Kaitannya dengan hal ini, aku seringkali bertanya-tanya, jika manusia
menggunakan nama hewan untuk mengumpat misalnya “dasar anjing !!!” apakah mereka juga menggunakan
manusia sebagai umpatan ? misalnya ada anjing kintamani marah ke anjing bulldog, apakah dia akan mengumpat, “DASAR
MANUSIA !!!!”
Nah,
postingan kali ini, aku pengen sedikit banyak mengkritisi kesadaran manusia.
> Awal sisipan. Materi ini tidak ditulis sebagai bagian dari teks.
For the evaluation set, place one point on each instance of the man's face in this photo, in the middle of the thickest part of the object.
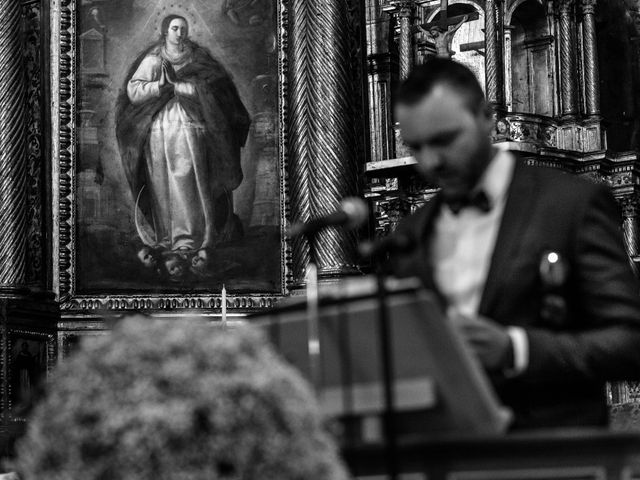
(450, 143)
(177, 31)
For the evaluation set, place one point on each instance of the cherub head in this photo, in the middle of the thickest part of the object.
(175, 266)
(200, 262)
(147, 257)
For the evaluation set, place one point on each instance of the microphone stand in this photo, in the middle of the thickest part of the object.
(390, 440)
(313, 313)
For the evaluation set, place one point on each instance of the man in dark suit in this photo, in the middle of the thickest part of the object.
(529, 262)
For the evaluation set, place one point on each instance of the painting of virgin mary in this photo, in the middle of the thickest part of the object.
(180, 126)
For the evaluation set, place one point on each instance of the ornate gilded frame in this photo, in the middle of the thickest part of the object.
(63, 67)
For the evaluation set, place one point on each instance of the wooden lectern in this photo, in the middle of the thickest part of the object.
(437, 417)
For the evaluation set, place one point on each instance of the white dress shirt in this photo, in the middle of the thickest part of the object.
(462, 246)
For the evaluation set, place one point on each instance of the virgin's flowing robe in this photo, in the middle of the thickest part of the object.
(181, 149)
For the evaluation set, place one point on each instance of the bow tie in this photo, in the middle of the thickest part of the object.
(476, 199)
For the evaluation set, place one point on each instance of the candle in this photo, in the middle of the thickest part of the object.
(224, 305)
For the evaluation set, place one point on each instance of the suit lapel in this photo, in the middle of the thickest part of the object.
(424, 232)
(514, 220)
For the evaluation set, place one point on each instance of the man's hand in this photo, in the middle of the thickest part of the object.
(489, 341)
(168, 72)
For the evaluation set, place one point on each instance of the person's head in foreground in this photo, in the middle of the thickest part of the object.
(177, 400)
(446, 122)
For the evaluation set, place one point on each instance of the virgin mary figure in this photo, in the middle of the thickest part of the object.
(180, 125)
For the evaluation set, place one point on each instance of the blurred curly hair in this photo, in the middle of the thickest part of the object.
(178, 400)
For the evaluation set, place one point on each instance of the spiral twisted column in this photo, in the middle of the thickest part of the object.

Banyak sekali manusia yang sepertinya lupa bahwa mereka adalah manusia. Namanya
manusia, otomatis dalam menjalani kehidupan tidak lepas dari sosial bermasyarakat. Manusia, tidak dibenarkan untuk menjalani
kehidupan sendiri-sendiri (individualistis). Gambarannya, proses pembuatan baju
yang kita pakai saja, dimulai dari pembuatan benang sampai menjadi bentuk baju,
membutuhkan lebih dari satu orang, ditambah lagi ketika baju itu masih
membutuhkan penjual dan pembeli. Manusia otomatis membutuhkan satu sama lain. Kiranya
seperti itulah kehidupan sosial manusia.
Sekarang-sekarang
ini, aku sering melihat fenomena melenceng dari sifat dasar manusia sebagai
makhluk sosial. Contoh sederhananya, ketika aku makan di warteg banyak
ditemukan orang-orang yang sudah selesai makan tapi dengan asyiknya mengambil
tempat untuk mengobrol sambil merokok, padahal ada banyak pengunjung yang ingin
makan di tempat itu. Akhirnya, banyak dari mereka yang balik meninggalkan
warung itu dan tidak jadi makan, adapula yang dengan terpaksa membungkus nasi.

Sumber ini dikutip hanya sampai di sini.